Retórica do ato performativo - Ana Sofia Ribeiro
A
partir de uma sequência de três imagens é proposta uma narrativa. A primeira
descreve a ação de escrever uma carta a alguém, observa-se uma mão, uma caneta de
cor sanguínea e uma folha de papel escrita. Na segunda, o ato de lamber a
margem com cola de um envelope sugere o fecho da carta escrita e o envio da
mesma, nesta é apresentada uma língua exposta num rosto recortado e um envelope
por fechar. Na terceira, a abertura da carta pela segunda personagem tem como
intenção a leitura após o envio, onde o texto é visível de forma clara e se
nota o escorrer da caligrafia a partir do acumular de saliva.
Ao
analisar as estratégias do pensamento pressupõe-se que a primeira imagem gera
uma expectativa da segunda e que consequentemente formula o resultado da
terceira. É nos espaços vazios de tempo da não ação que é construída a
expectação do futuro, uma vez que, é ao fundamentar crenças ou previsões, em
relações de causa e efeito com base na norma, que se gera a possibilidade de
criação de desvio e de surpresa do que não é esperado.
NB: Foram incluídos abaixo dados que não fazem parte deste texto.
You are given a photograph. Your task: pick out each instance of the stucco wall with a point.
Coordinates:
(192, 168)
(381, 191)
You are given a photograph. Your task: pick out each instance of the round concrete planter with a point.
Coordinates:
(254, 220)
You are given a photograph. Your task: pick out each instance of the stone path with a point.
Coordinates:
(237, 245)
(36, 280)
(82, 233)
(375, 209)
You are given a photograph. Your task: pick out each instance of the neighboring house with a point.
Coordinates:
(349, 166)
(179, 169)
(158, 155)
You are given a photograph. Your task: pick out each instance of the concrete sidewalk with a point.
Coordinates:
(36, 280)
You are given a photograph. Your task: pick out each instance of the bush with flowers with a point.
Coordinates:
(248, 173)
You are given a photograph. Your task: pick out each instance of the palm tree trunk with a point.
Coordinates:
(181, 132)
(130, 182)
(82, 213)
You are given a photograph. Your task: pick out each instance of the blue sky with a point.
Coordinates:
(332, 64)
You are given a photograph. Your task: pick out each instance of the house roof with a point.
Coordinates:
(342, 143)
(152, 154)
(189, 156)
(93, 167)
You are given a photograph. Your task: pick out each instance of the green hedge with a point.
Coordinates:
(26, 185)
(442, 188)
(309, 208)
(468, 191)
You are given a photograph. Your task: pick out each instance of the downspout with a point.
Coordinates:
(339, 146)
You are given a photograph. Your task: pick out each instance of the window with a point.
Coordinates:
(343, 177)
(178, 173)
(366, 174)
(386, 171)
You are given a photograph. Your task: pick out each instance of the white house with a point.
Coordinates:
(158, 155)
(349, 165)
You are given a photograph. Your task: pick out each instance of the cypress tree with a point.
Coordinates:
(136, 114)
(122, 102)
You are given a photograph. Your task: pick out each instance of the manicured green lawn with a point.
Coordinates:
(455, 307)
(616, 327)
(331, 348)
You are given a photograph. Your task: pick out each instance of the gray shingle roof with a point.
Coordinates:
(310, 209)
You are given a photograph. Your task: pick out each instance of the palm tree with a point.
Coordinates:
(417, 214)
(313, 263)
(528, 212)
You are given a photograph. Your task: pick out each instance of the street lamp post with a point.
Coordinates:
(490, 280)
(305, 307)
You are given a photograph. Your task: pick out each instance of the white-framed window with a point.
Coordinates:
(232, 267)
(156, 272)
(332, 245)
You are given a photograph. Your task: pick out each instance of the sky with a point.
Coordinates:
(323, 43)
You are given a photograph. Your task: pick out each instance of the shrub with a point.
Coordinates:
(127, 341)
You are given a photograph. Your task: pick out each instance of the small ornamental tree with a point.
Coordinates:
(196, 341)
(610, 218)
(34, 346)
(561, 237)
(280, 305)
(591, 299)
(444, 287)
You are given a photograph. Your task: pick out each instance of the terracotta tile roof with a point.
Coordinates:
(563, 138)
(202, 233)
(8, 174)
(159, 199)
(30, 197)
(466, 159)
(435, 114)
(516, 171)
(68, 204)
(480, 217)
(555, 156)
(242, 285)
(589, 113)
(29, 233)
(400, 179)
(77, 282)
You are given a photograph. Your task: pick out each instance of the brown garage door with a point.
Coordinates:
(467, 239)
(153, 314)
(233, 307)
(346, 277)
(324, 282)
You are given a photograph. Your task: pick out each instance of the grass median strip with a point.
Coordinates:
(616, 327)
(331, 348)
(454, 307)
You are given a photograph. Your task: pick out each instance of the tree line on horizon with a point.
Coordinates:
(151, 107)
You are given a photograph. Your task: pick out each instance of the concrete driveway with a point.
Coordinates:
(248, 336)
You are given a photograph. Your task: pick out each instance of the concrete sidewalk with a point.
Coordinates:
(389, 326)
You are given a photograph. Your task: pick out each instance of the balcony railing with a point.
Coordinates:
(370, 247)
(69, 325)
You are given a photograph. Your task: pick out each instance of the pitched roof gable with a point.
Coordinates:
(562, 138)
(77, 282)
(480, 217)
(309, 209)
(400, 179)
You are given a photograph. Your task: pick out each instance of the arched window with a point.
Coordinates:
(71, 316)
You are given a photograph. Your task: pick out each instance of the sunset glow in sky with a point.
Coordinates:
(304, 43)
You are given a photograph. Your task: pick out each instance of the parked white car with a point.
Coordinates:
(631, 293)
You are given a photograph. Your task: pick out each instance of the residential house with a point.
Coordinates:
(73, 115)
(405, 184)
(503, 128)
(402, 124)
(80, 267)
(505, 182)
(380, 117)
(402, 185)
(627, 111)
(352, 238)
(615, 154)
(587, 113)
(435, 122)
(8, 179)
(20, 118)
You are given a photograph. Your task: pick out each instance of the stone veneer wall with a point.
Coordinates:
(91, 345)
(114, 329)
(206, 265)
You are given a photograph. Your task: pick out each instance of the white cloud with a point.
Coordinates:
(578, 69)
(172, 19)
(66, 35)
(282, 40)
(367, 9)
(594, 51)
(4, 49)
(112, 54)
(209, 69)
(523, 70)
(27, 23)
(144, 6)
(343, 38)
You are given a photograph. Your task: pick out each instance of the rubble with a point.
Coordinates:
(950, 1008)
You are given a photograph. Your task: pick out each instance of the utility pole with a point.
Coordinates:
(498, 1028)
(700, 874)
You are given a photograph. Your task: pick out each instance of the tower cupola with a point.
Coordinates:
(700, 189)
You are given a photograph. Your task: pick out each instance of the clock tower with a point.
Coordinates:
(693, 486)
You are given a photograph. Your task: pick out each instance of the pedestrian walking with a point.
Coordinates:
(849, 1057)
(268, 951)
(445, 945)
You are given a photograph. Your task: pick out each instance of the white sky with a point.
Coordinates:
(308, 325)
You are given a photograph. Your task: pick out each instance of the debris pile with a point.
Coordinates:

Assim para que o
inesperado aconteça tem de existir obrigatoriamente uma falsa confiança de
conhecimento da ação. Pensar a retórica do ato performativo envolve questionar
o que é expectável e tornar visível o inesperado.
Dado
isto, o gesto de escrever foca-se no campo autoral individualista, na partilha do
espaço privado e na exploração da identidade a partir da linguagem, quer isto
dizer, que as documentações diaristas referenciais são pertencentes do
espaço quotidiano, de convenções e do grau zero. Assim como a própria
caligrafia revela características singulares/irrepetíveis do ser e a linguagem
é potencialmente contemplativa. No entanto, se a escrita tem como objetivo o
diálogo, é apenas pela ação de envio e de retorno que o monólogo passa a
conversa, proporcionando uma reflexão sobre um não destinatário.
A
imagem que se segue procura ser a isotopia, o espaço em que o espectador confia
na sua perceção para julgar e adivinhar a sequência da narrativa e que
simultaneamente possibilita o ambiente necessário para que a rutura ocorra. A
língua exibe o remetente e a sua capacidade para passar a mensagem, isto é,
sendo em sim mesma uma projeção da interpretação da língua-gem, se explorado o
seu sentido físico, como aquilo que ajuda a produzir palavras, questiona-se o
papel da saliva. Assim, ainda que a língua demonstre a causa do efeito, é a
saliva ignorada que se torna o constrangimento para o resultado esperado.
Por
fim, o desvio surge através da não escrita, da anulação do significado, do
cancelamento da legibilidade e da supressão da expectativa. O espaço vazio é
agora protagonista e responde até que ponto a imagem anulada se torna mais
presente que a imagem compreendida? O remetente desaparece e o destinatário
permanece oculto. Cria-se um jogo de associações e reconstruções mentais
daquilo que fora omitido e a escrita passa a desenho. Se por um lado a cor da
caneta ligado a semântica de sangue remete para a ideia de algo que é líquido e
vermelho, a própria tinta escorre da caneta para o papel através do gesto. A
língua também ela vermelha relembra que a própria saliva é líquida e o ato de
lamber se associa ao ato fluido, de verter, de pingar e de escorrer encontrados
no desenho. O contraste do branco do papel com o tom de vermelho da pele resulta
na terceira imagem como uma metáfora reminiscente de “crescer água na boca”, “meter
água” ou “mudar da água para o vinho”.
Em
suma, ainda que levantadas questões em volta da anulação do significado, é
através de um distanciamento que a escrita/mensagem e a sua conceção mental passam
ser antes vistas como uma transmutação que decorre no final da narrativa ou até
mesmo uma renovação/camuflagem do inicial. Logo, o resultado ainda que omita o
primeiro conteúdo, é proposta uma visão metamórfica da escrita para o desenho,
passando este assim a ser o foco da narrativa. Estes temas não sendo novos e tendo
já sido explorados por outros artistas foram influenciadas por Luis Buñuel em Un
Chien Andalou, em termos de questionamento do grau zero, por Emma Hauck em
[letter] Darling Come e Laura Makabresku em ‘That time you went back
there that last time’ quanto aos processos semióticos, por Barry Flanagan em
A Hole in the Sea, Tom Friedman e Rivane Neuenschwander nos gestos
retóricos e Lewis Carroll em Rebus quanto à metáfora. É a partir deles
que as três imagens foram pensadas, tendo como objetivo explorar os campos da retórica
do ato performativo e criar uma composição fundamentada.